UE wznawia misję w Czadzie, polscy żołnierze szykują się
Polscy żołnierze kontynuują przygotowania do misji w Czadzie, którą UE wznowiła po 11 dniach zawieszenia spowodowanego eskalacją walk w stolicy Czadu, Ndżamenie.
12.02.2008 | aktual.: 26.11.2008 14:27
Jak poinformowały źródła w Radzie UE w Brukseli, Unia Europejska wznowiła przerwaną 11 dni temu przez atak rebeliantów czadyjskich na stolicę kraju Ndżamenę dyslokację unijnych wojsk w Czadzie. Według tych źródeł, Unia "nadrobi opóźnienia i misja osiągnie wstępną gotowość operacyjną w marcu", jak początkowo planowano.
Na początku lutego UE zawiesiła rozmieszczanie żołnierzy w Czadzie, a Polska wstrzymała decyzje do ogłoszenia przez UE kolejnego stanowiska.
Jak poinformowało Dowództwo Wojsk Lądowych, mimo że nie ma daty wyjazdu, przygotowania do misji trwają bez zmian. Tego dnia na poligonie w Wędrzynie (woj. lubuskie) ćwiczyli żołnierze pododdziałów 11. Lubuskiej Dywizji Kawalerii Pancernej w Żaganiu. Do Czadu ma wyjechać ok. 200 żołnierzy z tej dywizji.
Cały polski kontyngent ma liczyć do 400 żołnierzy, a złożą się na niego - oprócz sił głównych - pododdziały: inżynieryjny, logistyczny, ochrony i medyczny. W skład kontyngentu ma wejść kompania żandarmów, którzy mają doświadczenie z misji w Kongu. Grupa przygotowawcza miała - zgodnie z planem - wyruszyć do Czadu na przełomie marca i kwietnia, siły główne - w maju.
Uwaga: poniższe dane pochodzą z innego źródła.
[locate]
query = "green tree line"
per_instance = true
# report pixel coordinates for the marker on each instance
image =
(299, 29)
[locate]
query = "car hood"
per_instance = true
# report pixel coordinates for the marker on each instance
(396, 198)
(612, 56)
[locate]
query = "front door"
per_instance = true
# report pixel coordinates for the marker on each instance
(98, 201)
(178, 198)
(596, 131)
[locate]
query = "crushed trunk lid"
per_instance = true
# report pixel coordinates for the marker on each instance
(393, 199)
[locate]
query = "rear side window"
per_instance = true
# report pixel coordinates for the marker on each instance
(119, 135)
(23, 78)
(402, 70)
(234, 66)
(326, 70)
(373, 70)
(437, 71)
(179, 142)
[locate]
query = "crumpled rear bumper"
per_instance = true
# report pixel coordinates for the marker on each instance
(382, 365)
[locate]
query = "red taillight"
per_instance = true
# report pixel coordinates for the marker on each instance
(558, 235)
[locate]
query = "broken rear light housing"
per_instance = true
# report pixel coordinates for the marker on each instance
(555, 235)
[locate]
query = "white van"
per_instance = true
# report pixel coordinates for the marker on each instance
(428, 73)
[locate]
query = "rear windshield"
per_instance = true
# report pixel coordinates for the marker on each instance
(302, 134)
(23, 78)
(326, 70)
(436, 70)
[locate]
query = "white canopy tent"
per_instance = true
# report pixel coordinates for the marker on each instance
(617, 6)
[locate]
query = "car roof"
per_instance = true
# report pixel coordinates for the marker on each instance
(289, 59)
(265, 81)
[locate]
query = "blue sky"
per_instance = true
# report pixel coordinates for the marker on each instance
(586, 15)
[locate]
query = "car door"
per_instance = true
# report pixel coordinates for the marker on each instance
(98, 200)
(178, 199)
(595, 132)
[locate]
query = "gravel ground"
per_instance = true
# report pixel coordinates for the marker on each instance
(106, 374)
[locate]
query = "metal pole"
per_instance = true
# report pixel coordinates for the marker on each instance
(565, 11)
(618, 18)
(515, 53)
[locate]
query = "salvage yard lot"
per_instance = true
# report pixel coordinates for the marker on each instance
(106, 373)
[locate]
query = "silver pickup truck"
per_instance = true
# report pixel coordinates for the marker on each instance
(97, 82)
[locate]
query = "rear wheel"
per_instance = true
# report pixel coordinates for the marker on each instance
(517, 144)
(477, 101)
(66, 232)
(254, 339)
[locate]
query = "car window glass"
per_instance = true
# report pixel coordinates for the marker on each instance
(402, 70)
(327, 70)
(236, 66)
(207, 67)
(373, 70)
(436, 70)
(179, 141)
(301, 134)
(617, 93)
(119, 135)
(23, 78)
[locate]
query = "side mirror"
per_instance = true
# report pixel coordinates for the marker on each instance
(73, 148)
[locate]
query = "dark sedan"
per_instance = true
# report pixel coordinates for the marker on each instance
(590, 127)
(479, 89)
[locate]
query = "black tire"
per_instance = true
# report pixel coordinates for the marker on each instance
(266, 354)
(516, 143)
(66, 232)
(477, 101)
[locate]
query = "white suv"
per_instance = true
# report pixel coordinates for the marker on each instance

O wysłaniu misji UE do Czadu postanowiono pod koniec stycznia. Zaangażowało się w nią 21 państw, 14 z nich zamierza wysłać wojska. Wiodącą rolę w liczącej ponad 4 tys. osób misji będzie odgrywać Francja. Kontyngenty do Czadu zadeklarowały też m.in. Szwecja, Austria, Rumunia, Belgia, Holandia i Finlandia. Koszt udziału polskiego kontyngentu w misji, która ma potrwać nie dłużej niż rok, MON oszacowało na ok. 100 mln zł.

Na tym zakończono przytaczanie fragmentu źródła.